La capacité d’une personne morale étrangère dépend également de sa loi
nationale, c’est-à-dire de la loi du lieu de son siège social réel.

III. L’objet de la société

A. LA NOTION D’OBJET DE LA SOCIÉTÉ

En l’absence de définition légale, on considère que l’objet de la société (ou objet


social) est le genre d’activité que la société se propose d’exercer pour partager les
bénéfices escomptés ou profiter de l’économie résultant de cette activité.
Si l’objet n’est plus exigé formellement comme condition de validité du contrat
par l’article 1128 du Code civil qui vise désormais le contenu du contrat, les
dispositions qui en traitent dans le Code civil (art. 1833) ou le Code de
commerce (art. L. 210-2) à propos du contrat de société n’ont pas été affectées
par la réforme du droit des contrats.
L’objet social peut conditionner la nature (et donc la forme) de la société. En
effet, l’exercice d’une activité commerciale ne peut pas se réaliser dans le cadre
d’une société civile et devra donc intervenir dans le cadre d’une des six sociétés
commerciales (SNC, SCS, SARL, SA, SCA et SAS). En revanche, l’exercice
d’une activité civile peut se réaliser tant au sein d’une société civile qu’au sein
d’une société commerciale.
L’objet social ne doit pas être confondu avec :
l’activité réellement exercée (objet réel) qui peut être parfois légèrement
différente du programme d’activité fixé initialement par les associés lors de la
création de la société ;
le but de la société (on parlait avant de « cause ») qui correspond au pourquoi
de la création de la société. Selon l’article 1832 du Code civil, la société est
constituée en vue de partager le bénéfice ou de profiter de l’économie qui
pourra résulter de l’exercice de l’activité sociale. Outre ce but général, les
associés peuvent poursuivre des motivations particulières ;
l’intérêt social, c’est-à-dire l’intérêt de la personne morale, qui sert
d’impératif de conduite aux dirigeants de la société, dont les actes doivent
toujours être conformes à l’intérêt de la société.
La notion d’intérêt social est difficile à définir. Elle n’a pas été définie par la
loi. Elle est pourtant centrale en droit des sociétés, notamment car elle sert de
boussole à l’action des dirigeants. En effet, le Code de commerce prévoit que
les décisions des dirigeants doivent être conformes à l’intérêt social, ce qui
signifie qu’elles doivent être utiles ou profitables à la société.
L’absence de définition légale a rapidement conduit la doctrine et la
jurisprudence à s’interroger sur les contours de cette notion.
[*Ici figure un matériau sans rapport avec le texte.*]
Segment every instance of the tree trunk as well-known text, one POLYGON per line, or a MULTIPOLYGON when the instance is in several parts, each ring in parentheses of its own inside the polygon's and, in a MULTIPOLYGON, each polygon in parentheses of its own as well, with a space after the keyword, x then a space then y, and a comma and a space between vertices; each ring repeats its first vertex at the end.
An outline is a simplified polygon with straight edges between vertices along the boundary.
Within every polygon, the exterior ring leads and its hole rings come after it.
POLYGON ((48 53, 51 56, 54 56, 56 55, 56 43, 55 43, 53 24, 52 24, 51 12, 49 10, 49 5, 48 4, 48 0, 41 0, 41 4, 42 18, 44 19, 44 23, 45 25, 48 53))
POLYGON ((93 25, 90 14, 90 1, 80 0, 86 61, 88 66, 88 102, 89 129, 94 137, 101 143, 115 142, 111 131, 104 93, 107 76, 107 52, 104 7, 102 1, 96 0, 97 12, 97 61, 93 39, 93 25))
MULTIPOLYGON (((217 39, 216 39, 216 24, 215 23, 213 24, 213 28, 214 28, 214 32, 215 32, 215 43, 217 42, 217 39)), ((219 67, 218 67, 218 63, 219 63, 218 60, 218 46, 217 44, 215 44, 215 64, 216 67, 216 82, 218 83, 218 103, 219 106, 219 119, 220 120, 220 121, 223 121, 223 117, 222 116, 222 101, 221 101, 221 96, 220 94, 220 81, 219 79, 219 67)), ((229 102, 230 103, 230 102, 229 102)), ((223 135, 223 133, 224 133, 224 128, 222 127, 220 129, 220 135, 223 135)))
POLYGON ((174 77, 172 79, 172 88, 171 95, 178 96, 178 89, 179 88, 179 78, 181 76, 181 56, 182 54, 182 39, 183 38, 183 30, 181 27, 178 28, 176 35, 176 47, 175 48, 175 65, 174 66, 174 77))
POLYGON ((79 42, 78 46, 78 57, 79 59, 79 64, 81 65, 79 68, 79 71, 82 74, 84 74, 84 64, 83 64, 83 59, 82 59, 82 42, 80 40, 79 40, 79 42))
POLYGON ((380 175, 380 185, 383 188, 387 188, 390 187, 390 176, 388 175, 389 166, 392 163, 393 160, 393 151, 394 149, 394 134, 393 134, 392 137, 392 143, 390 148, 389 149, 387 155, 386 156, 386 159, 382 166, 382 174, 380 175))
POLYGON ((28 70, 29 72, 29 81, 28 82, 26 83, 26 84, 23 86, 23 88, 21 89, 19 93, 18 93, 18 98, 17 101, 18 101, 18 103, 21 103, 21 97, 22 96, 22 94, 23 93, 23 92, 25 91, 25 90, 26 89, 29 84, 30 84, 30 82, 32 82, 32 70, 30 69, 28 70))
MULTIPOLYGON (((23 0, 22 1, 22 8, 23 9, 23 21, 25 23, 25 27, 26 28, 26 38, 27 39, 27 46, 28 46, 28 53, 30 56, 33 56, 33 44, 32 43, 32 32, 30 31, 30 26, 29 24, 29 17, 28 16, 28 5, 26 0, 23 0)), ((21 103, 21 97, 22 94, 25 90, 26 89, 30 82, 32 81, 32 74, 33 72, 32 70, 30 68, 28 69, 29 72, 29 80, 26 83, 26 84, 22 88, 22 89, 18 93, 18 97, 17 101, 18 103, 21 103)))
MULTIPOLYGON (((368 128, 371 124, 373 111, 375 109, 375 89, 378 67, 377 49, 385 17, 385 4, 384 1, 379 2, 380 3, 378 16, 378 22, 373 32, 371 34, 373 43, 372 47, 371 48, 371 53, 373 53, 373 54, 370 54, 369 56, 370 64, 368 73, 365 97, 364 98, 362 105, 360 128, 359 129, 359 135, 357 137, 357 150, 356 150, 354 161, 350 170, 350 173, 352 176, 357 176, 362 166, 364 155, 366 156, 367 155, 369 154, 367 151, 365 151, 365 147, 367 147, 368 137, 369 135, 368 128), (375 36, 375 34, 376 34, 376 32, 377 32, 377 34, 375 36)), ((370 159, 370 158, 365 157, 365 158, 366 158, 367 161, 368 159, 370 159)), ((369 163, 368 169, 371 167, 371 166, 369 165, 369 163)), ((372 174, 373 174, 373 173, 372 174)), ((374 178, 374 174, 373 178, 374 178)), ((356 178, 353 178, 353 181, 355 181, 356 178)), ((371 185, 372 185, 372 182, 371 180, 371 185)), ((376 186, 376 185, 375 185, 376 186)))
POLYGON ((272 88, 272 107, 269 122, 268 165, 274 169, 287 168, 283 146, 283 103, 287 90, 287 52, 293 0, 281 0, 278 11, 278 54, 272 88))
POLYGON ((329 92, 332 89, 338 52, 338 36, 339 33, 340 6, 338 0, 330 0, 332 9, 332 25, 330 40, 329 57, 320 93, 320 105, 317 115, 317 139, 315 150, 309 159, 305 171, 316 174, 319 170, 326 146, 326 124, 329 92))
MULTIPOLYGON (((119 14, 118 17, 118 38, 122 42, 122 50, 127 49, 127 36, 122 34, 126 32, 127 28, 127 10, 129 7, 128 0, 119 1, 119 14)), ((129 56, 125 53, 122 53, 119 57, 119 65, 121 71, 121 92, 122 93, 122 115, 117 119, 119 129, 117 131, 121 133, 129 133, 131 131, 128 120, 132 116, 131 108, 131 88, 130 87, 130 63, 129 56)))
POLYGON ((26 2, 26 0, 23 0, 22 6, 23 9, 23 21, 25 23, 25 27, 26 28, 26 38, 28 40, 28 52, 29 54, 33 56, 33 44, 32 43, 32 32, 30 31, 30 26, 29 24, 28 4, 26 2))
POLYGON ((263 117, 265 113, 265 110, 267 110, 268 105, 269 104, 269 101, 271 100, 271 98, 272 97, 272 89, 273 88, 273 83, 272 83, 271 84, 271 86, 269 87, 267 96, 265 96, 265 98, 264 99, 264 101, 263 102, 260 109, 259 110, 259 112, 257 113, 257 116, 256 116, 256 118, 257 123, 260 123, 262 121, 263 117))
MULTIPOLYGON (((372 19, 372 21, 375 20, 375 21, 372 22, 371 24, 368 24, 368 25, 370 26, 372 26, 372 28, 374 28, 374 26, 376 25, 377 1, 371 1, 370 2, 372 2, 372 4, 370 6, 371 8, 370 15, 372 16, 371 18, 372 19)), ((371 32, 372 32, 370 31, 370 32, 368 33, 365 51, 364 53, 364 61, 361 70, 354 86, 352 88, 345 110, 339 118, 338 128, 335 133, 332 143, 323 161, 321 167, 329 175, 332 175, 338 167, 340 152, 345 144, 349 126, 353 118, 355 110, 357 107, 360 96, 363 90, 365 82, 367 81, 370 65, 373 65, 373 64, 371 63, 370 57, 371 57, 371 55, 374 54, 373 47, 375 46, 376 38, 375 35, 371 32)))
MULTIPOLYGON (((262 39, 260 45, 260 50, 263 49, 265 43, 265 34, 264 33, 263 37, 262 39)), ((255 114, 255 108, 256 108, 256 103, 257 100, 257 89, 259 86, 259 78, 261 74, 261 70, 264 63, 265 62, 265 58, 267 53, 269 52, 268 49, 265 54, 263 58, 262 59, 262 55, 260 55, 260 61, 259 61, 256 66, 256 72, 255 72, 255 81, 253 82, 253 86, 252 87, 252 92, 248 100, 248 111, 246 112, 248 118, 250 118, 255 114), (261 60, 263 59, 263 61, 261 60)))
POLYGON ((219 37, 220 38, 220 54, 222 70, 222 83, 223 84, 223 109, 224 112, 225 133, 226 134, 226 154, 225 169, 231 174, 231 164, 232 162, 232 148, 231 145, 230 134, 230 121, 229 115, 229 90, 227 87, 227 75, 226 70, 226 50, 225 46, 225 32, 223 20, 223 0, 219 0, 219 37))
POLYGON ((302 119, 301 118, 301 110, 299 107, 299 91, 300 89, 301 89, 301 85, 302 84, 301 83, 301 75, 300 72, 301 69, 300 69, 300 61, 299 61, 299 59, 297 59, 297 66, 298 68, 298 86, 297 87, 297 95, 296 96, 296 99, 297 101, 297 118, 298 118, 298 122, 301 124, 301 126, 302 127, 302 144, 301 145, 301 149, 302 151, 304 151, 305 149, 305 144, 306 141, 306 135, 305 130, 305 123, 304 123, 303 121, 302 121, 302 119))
La notion d’intérêt
social s’est construite progressivement ; grâce à la jurisprudence9. Toutefois,
celle-ci n’a pas pris la peine de définir précisément cette notion (certainement
pour conserver sa liberté d’analyse). La tentative de définition du concept
d’intérêt social a suscité de nombreuses controverses doctrinales :
certains auteurs ont défendu uneconception contractuellede l’intérêt
social : il se confondrait alors avec l’intérêt des associés unis par le contrat
de société ; dans cette conception, chaque associé a le même intérêt, qui
s’imposerait donc à l’action commune ; cet intérêt, identique pour tous les
associés, serait l’enrichissement par la réalisation de l’objet social. L’action
des dirigeants devrait donc satisfaire l’ensemble des associés, sans
exception, et ne pourrait donc pas être destinée à favoriser l’intérêt égoïste
de quelques-uns, fussent-ils majoritaires,
pour d’autres auteurs, l’intérêt social est unconcept institutionnel :
l’intérêt social ne peut pas se confondre avec l’intérêt personnel des
associés, et encore moins avec l’intérêt personnel des dirigeants. Selon ces
auteurs, la société est une entité autonome, une institution, dont l’intérêt
transcende celui des associés. L’intérêt social est l’intérêt commun des
associés, mais reste supérieur à la somme des intérêts personnels de chacun.
Cette conception institutionnelle est la conception dominante,
enfin, certains juristes ont développé uneanalyse fondée sur la doctrine
de l’entreprise : l’intérêt social ne se limiterait alors pas au seul intérêt de la
société, et imposerait de prendre en considération l’intérêt commun des
différents acteurs de l’entreprise (associés, dirigeants, cocontractants,
salariés, créanciers, clients…). Dans cette conception, l’intérêt social n’est
pas appréhendé uniquement sous un angle strictement juridique : il impose
de regarder la société comme une entité économique.
La loi PACTE semble avoir consacré cette dernière analyse en ajoutant à
l’article 1833 du Code civil « Toute société doit avoir un objet licite et être
constituée dans l’intérêt commun des associés », un deuxième aliéna « La
société est gérée dans son intérêt social, en considérant les enjeux sociaux et
environnementaux de son activité ».
FOCUS
Les entreprises à mission
L’article 176 de la loi PACTE du 22 mai 2019, codifié aux articles L. 210-10 à L. 210-12 du
Code de commerce introduit la qualité de société à mission.
Il s’agit pour une entreprise d’affirmer publiquement sa raison d’être, ainsi qu’un ou plusieurs
objectifs sociaux et environnementaux qu’elle se donne pour mission de poursuivre dans le
cadre de son activité. Ces éléments doivent être inscrits dans les statuts et déclarés au greffe du
tribunal de commerce. Un organisme tiers indépendant sera alors chargé de vérifier l’exécution
par la société à mission des objectifs sociaux et environnementaux mentionnés dans les statuts.
Cette nouvelle qualité juridique de société à mission, qui peut s’appliquer quelle que soit la
forme de la société émerge de la réforme de l’objet social.
Les entreprises Danone, Yves Rocher, Camif, Maif, par exemple, ont choisi la qualité de société
à mission. Or, ce choix peut se heurter aux intérêts des actionnaires (Danone).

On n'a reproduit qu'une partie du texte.